Not all mazes have to go to the surface of the water.
A lot of information states that labyrinth fish need to come to the surface to breathe or build their nests. This is true for many species. But there are almost as many types of labyrinths that do not have to go to the water surface at all or only very rarely. Some of these species tend to live in the lower water layers.
This includes all Parosphromenus species, the Parasphaerichthys species, the small red dwarf betta species, many smaller mouthbrooders, etc.
Species that have to come to the water surface live in nature in rather stagnant waters with a corresponding lack of oxygen, eg in rice fields. These species are foam nest builders rather than mouthbrooders.
However, dwarf gouramis, Parosphromenus, are known
rum foam nest builders, although they only come to the surface when something is wrong. However, these foam nests are more likely to be created in caves deep below the water surface.
Trichsopsis vittata likes to stay on the water surface. Tr. schalleri also tends to stay on the water surface. But Tr. pumila. They like to build their nests under leaves deep under the water surface
Betta splendens, Betta imbellis and Betta smaragdina live in more stagnant waters, although the rainy season brings variety. They often have to go to the surface of the water, but also only build their foam nests on the water surface.
Labyrinth fish need a lot of space.
Labyrinth fish can become aggressive, especially during the courtship and breeding season. Aggressiveness is often directed at other labyrinthists.
During the spawning preparations, the respective female is vigorously driven through the aquarium by the male. The female needs space to evade and places to hide to recover.
In tanks that are too small and without hiding places, females are often hunted to death. It is therefore often recommended to give the aquarium a strong structure and to provide hiding places. However, many aquarists do not realize that the animals have to become almost invisible, especially in small aquariums. As soon as a driving male sees or tracks down the female, the female is chased again.
Aggressiveness varies greatly from animal to animal. For example, while a pair of gourami is peaceful, another pair can hunt other fish, especially other labyrinths, to death.
Often at least some species of the labyrinth fish are described as peaceful, eg mosaic gouramis and dwarf gouramis. This usually only applies outside of the breeding season. These species also become aggressive during the breeding season.
In smaller aquariums, labyrinths are kept in pairs. Small groups are kept in large aquariums with, for example, 550 liters of water, so that possible aggression is spread over several animals.
Labyrinthine and CO2.
It is repeatedly claimed that fertilization with CO2 is dangerous for labyrinth fish. Because CO2 is heavier than air, CO2 can therefore settle on the water surface. If the aquarium has no cover, the CO2 will not be removed from the surface by air currents. Labyrinth fish can then no longer breathe on the surface.
However, numerous aquarists keep labyrinth fish without any problems despite fertilization with CO2. With sufficient ventilation and not too much CO2 fertilization, problems should not arise under any circumstances.
Covered aquariums are usually not so tightly closed that there are no air currents. Normally, even in aquariums with a cover, the CO2 is displaced from the water surface and no layer impermeable to air can form on the water.

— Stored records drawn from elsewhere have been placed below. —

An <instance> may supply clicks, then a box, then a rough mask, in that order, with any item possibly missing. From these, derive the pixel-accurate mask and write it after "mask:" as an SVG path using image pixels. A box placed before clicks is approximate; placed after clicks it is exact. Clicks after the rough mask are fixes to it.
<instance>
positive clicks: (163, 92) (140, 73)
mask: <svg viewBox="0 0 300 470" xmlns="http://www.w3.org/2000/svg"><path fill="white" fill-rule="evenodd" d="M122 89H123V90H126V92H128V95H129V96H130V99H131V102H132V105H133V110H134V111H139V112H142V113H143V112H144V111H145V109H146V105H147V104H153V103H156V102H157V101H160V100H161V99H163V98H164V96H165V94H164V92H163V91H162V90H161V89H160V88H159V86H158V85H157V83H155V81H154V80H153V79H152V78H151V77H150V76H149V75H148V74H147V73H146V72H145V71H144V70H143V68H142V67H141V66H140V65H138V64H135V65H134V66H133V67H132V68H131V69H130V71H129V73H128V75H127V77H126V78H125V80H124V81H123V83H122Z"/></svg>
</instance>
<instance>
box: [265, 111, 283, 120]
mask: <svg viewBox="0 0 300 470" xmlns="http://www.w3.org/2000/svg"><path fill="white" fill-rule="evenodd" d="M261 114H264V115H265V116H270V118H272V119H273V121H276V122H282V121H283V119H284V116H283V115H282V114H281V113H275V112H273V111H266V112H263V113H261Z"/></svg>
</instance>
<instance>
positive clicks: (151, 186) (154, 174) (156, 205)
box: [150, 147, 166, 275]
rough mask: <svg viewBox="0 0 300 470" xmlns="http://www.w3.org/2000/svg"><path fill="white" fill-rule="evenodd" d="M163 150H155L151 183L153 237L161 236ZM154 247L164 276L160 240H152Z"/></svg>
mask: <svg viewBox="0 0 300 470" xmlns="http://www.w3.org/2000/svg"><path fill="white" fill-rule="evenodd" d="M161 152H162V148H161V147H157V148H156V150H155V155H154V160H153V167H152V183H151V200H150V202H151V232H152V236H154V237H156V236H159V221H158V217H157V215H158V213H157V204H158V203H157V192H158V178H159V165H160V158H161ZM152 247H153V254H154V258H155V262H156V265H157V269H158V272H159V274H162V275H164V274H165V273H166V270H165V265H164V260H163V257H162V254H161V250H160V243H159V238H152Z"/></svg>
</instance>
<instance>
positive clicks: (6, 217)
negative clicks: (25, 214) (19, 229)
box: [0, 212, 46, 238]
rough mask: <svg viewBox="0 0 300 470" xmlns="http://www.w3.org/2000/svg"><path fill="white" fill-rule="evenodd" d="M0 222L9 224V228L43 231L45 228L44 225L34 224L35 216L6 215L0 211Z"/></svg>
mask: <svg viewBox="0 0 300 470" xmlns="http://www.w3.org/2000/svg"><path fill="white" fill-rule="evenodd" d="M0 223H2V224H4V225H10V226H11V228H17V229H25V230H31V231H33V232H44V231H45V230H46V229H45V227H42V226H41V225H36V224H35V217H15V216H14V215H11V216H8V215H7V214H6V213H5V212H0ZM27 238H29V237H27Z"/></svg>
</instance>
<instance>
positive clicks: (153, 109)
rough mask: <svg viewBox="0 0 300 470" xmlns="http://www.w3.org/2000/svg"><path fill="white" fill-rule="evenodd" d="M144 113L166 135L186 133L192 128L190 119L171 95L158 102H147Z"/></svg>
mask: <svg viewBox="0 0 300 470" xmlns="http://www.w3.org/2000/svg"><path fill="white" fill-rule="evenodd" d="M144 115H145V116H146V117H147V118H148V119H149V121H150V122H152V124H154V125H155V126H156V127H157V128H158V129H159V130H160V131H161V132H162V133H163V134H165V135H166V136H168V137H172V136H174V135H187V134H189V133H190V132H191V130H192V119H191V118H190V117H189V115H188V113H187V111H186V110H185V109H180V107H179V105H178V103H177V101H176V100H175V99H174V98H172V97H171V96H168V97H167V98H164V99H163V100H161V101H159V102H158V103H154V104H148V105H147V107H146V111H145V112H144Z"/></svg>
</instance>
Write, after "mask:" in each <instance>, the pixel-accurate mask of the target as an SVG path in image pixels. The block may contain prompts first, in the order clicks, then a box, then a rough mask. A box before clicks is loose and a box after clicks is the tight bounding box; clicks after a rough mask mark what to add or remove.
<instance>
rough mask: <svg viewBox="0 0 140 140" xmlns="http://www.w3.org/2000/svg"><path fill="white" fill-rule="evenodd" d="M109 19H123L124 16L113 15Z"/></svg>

Even the amount of CO2 generated is not enough for such a layer. Especially since the main part of CO2 should stay in the water so that the plants can use it. If a dangerous amount of CO2 were to reach the water surface, fertilization would be pointless.
Even if the fertilization is not switched off at night when the plants do not consume any CO2, no dangerous amounts are produced on the water surface. Assuming that about 20 bubbles make 1 cubic centimeter, then at 60 bubbles per minute 2.5 cubic centimeters of carbon dioxide are released into the aquarium. Even if no CO2 is dissolved in the water and all the CO2 comes to the surface, 150 cm cubic centimeters are created per hour. With 8 hours of darkness, 1200 cubic centimeters of gas or 1.2 liters are produced. In a small aquarium with a base area of 60×30 centimetres, 1.2 liters corresponds to a height of 6 millimetres. However, the aquarium is not airtight and the water absorbs part of the CO2. The amount of CO2 is therefore much lower than in this sample calculation.
Only a few species of labyrinth fish rely on constant surface breathing. A number of species only breathe through the labyrinth if there is too little oxygen in the water.
Because a whole series of coincidences must come together, possible problems due to a CO2 layer are probably only theoretically possible, but not to be expected in practice.
Isolated reports of labyrinth fish dying due to a CO2 layer on the water surface are very questionable. Other causes are possible and more likely.
Problems can arise from an incorrectly set and too strong CO2 system. Then labyrinth fish are not particularly affected, but all fish in the aquarium are endangered.